At certain times, the glass-fronted labs will be projected onto, animating the space further with survey maps and drawings. On the right-hand side, we see the exposed canal with its water lapping against the exterior wall, providing direct contact between site and sea.


Hand-Drawing (Charcoal, Pencil, Water-colour), Collage

Model-Making and Drawing — Early studies of the Dockyard Tower. Analysing the site and enhancing its fragility by exposing the timber-piled foundations of Sheerness.

Supporting the Tower — Using collage to strap, brace, shore and prop the fragile tower, applying ship-repair techniques used in the local dockyard, and repairing the existing site as if it were a broken vessel.

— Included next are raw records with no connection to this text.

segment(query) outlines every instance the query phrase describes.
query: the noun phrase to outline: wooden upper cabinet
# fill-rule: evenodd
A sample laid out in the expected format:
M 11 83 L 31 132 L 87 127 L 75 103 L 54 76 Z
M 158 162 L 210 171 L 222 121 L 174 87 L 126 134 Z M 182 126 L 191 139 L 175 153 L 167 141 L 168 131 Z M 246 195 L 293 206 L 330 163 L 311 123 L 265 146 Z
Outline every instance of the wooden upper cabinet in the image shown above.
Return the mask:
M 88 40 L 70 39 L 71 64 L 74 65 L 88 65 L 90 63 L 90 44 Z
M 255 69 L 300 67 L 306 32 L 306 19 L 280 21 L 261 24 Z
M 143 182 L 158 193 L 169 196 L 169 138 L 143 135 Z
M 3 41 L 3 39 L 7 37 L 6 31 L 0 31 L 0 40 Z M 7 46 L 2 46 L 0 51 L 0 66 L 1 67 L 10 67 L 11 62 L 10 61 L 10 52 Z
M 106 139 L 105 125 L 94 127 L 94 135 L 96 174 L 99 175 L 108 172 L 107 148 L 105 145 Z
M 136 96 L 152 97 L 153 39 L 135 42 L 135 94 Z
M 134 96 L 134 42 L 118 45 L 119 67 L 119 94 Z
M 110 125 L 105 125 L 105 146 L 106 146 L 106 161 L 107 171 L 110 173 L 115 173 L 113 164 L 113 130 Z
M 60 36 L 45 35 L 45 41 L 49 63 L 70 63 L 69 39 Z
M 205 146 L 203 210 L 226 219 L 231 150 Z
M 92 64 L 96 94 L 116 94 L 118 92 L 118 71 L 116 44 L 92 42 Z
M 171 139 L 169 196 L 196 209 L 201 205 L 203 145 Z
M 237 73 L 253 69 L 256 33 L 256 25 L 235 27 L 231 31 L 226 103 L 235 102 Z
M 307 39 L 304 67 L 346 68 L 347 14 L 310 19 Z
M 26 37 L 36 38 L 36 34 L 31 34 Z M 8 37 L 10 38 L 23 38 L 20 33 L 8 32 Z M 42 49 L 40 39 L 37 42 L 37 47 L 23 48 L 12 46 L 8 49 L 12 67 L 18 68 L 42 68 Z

Early Collage Experimentation — Exposing the supports and scaffolds used to brace the unsteady tower, again using the language of ship-repair to fortify the structure from inside and out.

Designing the Thames Ship Lab (Sketchbook Excerpts) — A collage of the newly constructed canal, connecting the laboratory to the sea and applying the industrial language of the dockyard beyond to the church itself. This is accompanied by a working-drawing which illustrates the building's new layered insertion.